Nein, Konflikte mit den kurzfristigen "Nachbarn" gebe es nicht, beruhigte Gabriele Kirchner, Leiterin der Suchtberatung beim Caritasverband Wuppertal/ Solingen. Denn zum bundesweiten Aktionstag Glücksspielsucht hatten sie und ihre in rote Westen gehüllten Mitstreiterinnen ihren Infostand in der Ohligser Fußgängerzone nur wenige Meter vor einer Spielhalle platziert. "Im letzten Jahr sind wir sogar mit Luftballons reingegangen", erzählte Kirchner.

Diesmal stand jedoch ein anderer Programmpunkt im Vordergrund: Neben diversen Flyern mit allgemeinen Infos zum Thema Spielsucht und Kontaktadressen der Berater lagen auf den Tischen bunte Bilder aus, die unter anderem die strahlende Sonne, das Porträt eines Hundes, das "Peace"-Zeichen oder eine harmonische Familienszene zeigten. Unter der Fragestellung "Was bedeutet Glück für Sie?" hatten Teilnehmer der Caritas-Spielergruppe ihre Sichtweise verewigt. Und die Passanten an der Düsseldorfer Straße konnten es ihnen gestern gleich tun - oder sich an einem kleinen Quiz beteiligen. "Dabei kreuzen die Leute relativ viele falsche Antworten an", berichtete Suchtberaterin Natalie Becker.

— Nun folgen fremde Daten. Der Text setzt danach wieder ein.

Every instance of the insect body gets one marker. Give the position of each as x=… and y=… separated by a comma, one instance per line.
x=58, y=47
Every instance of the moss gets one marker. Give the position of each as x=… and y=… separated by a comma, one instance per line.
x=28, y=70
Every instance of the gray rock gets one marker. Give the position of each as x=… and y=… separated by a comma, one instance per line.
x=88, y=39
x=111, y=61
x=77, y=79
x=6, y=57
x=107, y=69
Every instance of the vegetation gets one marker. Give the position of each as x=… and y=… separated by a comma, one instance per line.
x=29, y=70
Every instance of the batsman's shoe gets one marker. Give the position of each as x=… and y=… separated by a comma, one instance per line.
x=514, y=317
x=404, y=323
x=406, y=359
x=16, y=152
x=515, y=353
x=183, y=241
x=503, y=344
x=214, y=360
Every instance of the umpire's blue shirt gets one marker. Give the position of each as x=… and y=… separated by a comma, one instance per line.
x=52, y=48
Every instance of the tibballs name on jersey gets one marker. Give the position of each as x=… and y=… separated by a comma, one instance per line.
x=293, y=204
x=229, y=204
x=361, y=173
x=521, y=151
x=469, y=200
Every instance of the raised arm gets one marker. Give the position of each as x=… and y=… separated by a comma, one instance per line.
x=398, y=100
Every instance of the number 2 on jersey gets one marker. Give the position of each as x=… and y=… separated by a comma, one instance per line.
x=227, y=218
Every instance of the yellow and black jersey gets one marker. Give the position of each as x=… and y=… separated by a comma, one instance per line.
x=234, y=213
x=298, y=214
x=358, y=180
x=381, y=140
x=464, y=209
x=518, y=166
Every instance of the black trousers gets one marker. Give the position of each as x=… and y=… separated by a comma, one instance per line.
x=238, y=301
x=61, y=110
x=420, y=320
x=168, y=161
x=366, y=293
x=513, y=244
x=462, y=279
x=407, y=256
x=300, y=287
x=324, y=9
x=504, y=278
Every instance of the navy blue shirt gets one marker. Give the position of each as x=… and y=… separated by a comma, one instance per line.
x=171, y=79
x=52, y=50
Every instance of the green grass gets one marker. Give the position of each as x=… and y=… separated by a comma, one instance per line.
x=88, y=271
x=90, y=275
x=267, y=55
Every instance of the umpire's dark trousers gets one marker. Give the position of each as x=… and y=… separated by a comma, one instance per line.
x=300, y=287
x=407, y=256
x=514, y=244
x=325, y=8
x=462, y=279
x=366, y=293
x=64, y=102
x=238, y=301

Besonders das Ausmaß der Spielsucht wird offenbar häufig unterschätzt: 16 Millionen Euro betrug der Verlust der Solinger allein an Spielautomaten im Jahr 2014 - doppelt so viel wie zwei Jahre zuvor. Berücksichtige man die Ausgaben in Wettbüros oder für Internetspiele, käme man noch auf eine deutlich größere Zahl, erklärte Gabriele Kirchner. 0,5 Prozent der Bevölkerung gelten als pathologische Glücksspieler, bei der gleichen Anzahl wird das Spielverhalten immerhin als problematisch eingestuft. "Wichtige Kriterien sind die immer größere Aufwendung von Zeit und Geld und der Kontrollverlust", sagte Kirchner und nannte ein Beispiel: "Da verspricht jemand, auf jeden Fall nur 50 Euro zu verspielen, und hinterher geht er doch zum Bankautomaten und hebt ein Vielfaches davon ab." Statistisch gesehen litten unter den Folgen der Spielsucht, wie etwa dem Verlust des Arbeitsplatzes, Verschuldung oder familiären Konflikten neben dem unmittelbar Betroffenen bis zu zehn weitere Personen aus dessen Umfeld. Ein Fünftel der Spielsüchtigen seien Frauen. Laut jüngeren Studien trügen 3,5 Prozent der Jugendlichen das erhöhte Risiko einer Spielsucht. Zwar seien die Betreiber von Spielhallen verpflichtet, spezielle Schulungen für Angestellte und Konzepte gegen die Sucht vorzuhalten. Der Wille zur tatsächlichen Zusammenarbeit mit der Suchtberatung sei jedoch begrenzt: "Die höchsten Gewinne gehen eben auf Kosten der pathologischen Spieler", sagte die Leiterin der Suchtberatung, die ein Sperrsystem für Spielsüchtige in Spielhallen fordert.

Die Präsenz der Caritas an der Düsseldorfer Straße zeigte gestern rasch einen Effekt: "Wir hatten schon mehrere Betroffene hier, die überlegen, zu unserer Spielergruppe zu kommen", berichtete Suchttherapeutin Petra Schwarz. Einer der Männer habe im Laufe des Gesprächs zugegeben, auch täglich zu spielen, ein anderer gab vor, für einen Freund Infos einzuholen.